U.S. Vice President Mike Pence continued his tour of the region on Sunday, meeting with Jordan's King Abdullah in Amman, a day after visiting Egypt.
Pence was scheduled to arrive in Israel on Sunday evening and head to Jerusalem. On Monday morning, he will address the Knesset as well as meet with Prime Minister Benjamin Netanyahu and President Reuven Rivlin and lay a wreath at a memorial for Israel's fallen soldiers. He will also have a private dinner with Netanyahu and his wife, Sara. On Tuesday, Pence will visit the Yad Vashem Holocaust Memorial and the Western Wall in the Old City of Jerusalem.
The meeting in Jordan on Sunday was expected to deal with the Trump administration's Dec. 6 decision to recognize Jerusalem as Israel's capital and the plan to shift the U.S. Embassy from Tel Aviv to Jerusalem.
Following his meeting with Egypt's President President Abdel-Fattah el-Sissi on Saturday, Pence emphasized the U.S. commitment to the peace process between the Israelis and the Palestinian Authority.
Pence said he had assured el-Sissi the U.S. is committed to "preserving the status quo with regard to holy sites in Jerusalem." Pence also stressed that boundaries and other issues would be negotiated between the parties.

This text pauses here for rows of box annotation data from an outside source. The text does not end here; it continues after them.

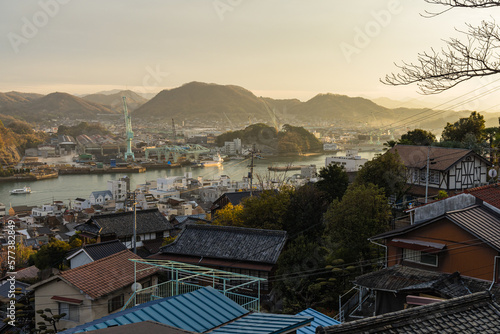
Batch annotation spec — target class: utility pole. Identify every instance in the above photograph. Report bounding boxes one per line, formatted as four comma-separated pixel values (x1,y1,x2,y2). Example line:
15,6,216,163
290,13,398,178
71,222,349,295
425,146,431,204
248,144,255,197
425,145,435,204
127,191,137,254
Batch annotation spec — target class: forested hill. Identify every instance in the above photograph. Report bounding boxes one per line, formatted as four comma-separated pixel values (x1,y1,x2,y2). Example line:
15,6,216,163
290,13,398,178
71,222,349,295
216,123,323,154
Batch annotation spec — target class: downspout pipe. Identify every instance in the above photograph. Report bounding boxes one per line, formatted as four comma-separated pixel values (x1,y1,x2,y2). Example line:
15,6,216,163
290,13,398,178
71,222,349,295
368,239,387,268
488,255,500,291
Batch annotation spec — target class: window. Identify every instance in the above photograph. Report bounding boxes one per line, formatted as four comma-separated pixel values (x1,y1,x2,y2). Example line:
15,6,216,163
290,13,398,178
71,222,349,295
429,170,439,184
59,303,80,322
108,295,123,313
403,248,438,267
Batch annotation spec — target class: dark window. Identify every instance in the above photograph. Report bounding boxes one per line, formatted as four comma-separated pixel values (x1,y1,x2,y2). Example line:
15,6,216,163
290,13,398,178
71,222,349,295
108,295,123,313
59,303,80,322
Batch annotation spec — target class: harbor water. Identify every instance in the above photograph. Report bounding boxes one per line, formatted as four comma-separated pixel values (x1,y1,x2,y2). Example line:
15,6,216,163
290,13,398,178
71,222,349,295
0,152,380,208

Speaking on Saturday before leaving Egypt for Jordan, Pence said, "I hope that my message here with President el-Sissi and in Jordan tomorrow and in Israel will make it clear that, while the American people and the American president have stated that we recognize Jerusalem as the capital of Israel, we are ready now to move forward, to resolve longstanding issues and finally bring this decades-old conflict to an end. The United States of America is deeply committed to restarting the peace process in the Middle East."
Pence and el-Sissi held spoke for two and a half hours at the presidential palace in Cairo, acknowledging the friendship and partnership between the two countries. Through a translator, Pence listened as el-Sissi cited the need to address "urgent issues," including "ways to eliminate this disease and cancer that has terrified the whole world."

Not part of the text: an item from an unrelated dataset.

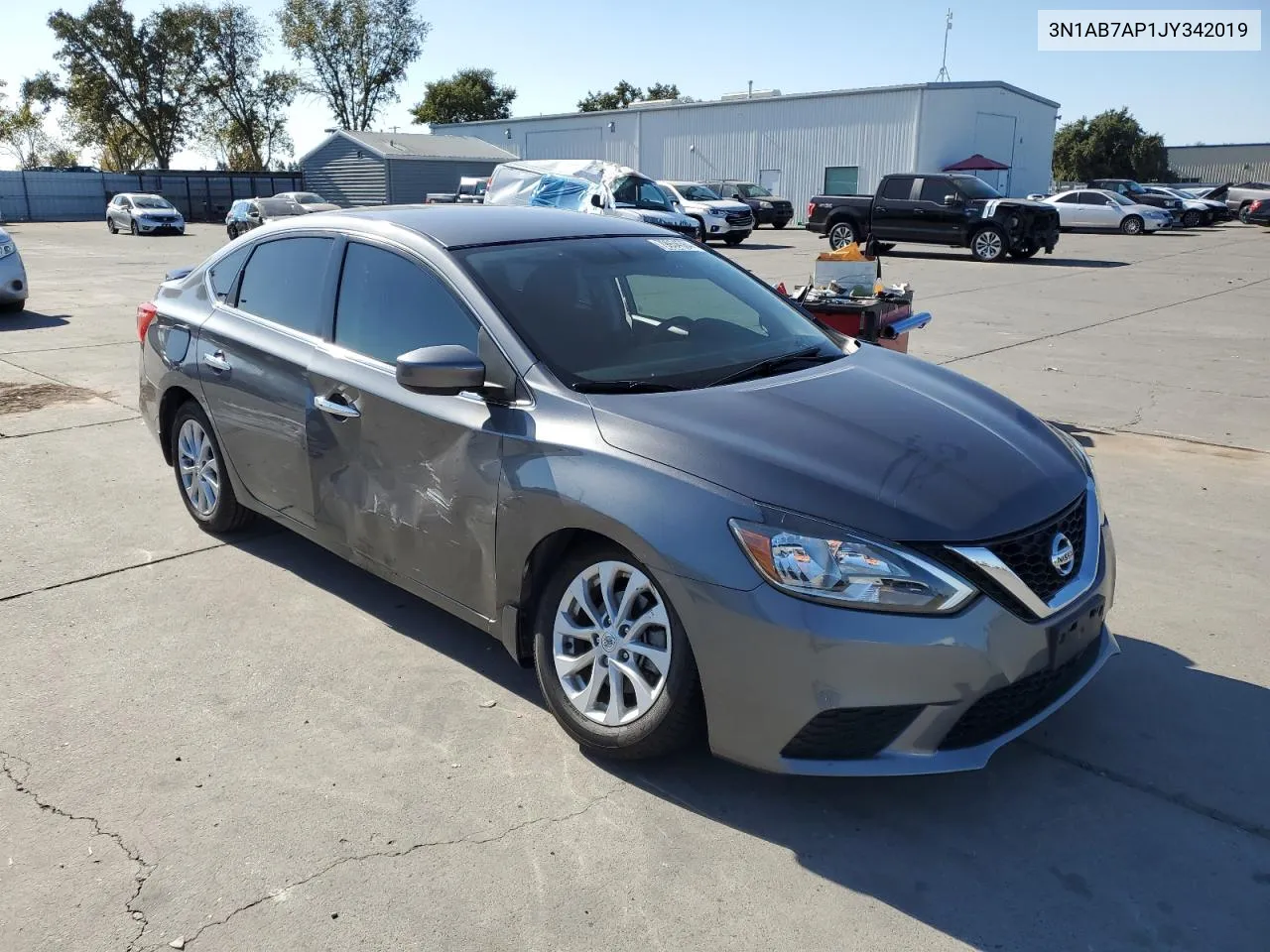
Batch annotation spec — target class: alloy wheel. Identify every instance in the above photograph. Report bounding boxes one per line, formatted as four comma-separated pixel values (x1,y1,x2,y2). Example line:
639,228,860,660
177,420,221,520
974,228,1006,262
552,561,672,727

In a statement, el-Sissi noted that only negotiations based on a two-state solution could bring an end to the conflict, "and Egypt would spare no effort to support this."
Ahead of his arrival in Jordan, several dozen Jordanians gathered outside the U.S. Embassy in Amman, protesting against U.S. policies in the Middle East.
"America is the head of the snake," they chanted. Some held up banners reading: "The envoy of the Zionist American right-wing [Pence] is not welcome."
Pence is not scheduled to meet Palestinian leaders, who are still angry over Trump's decision on Jerusalem. The Joint Arab List, a Knesset faction comprising the predominantly Arab parties, said it would boycott his speech at the Knesset.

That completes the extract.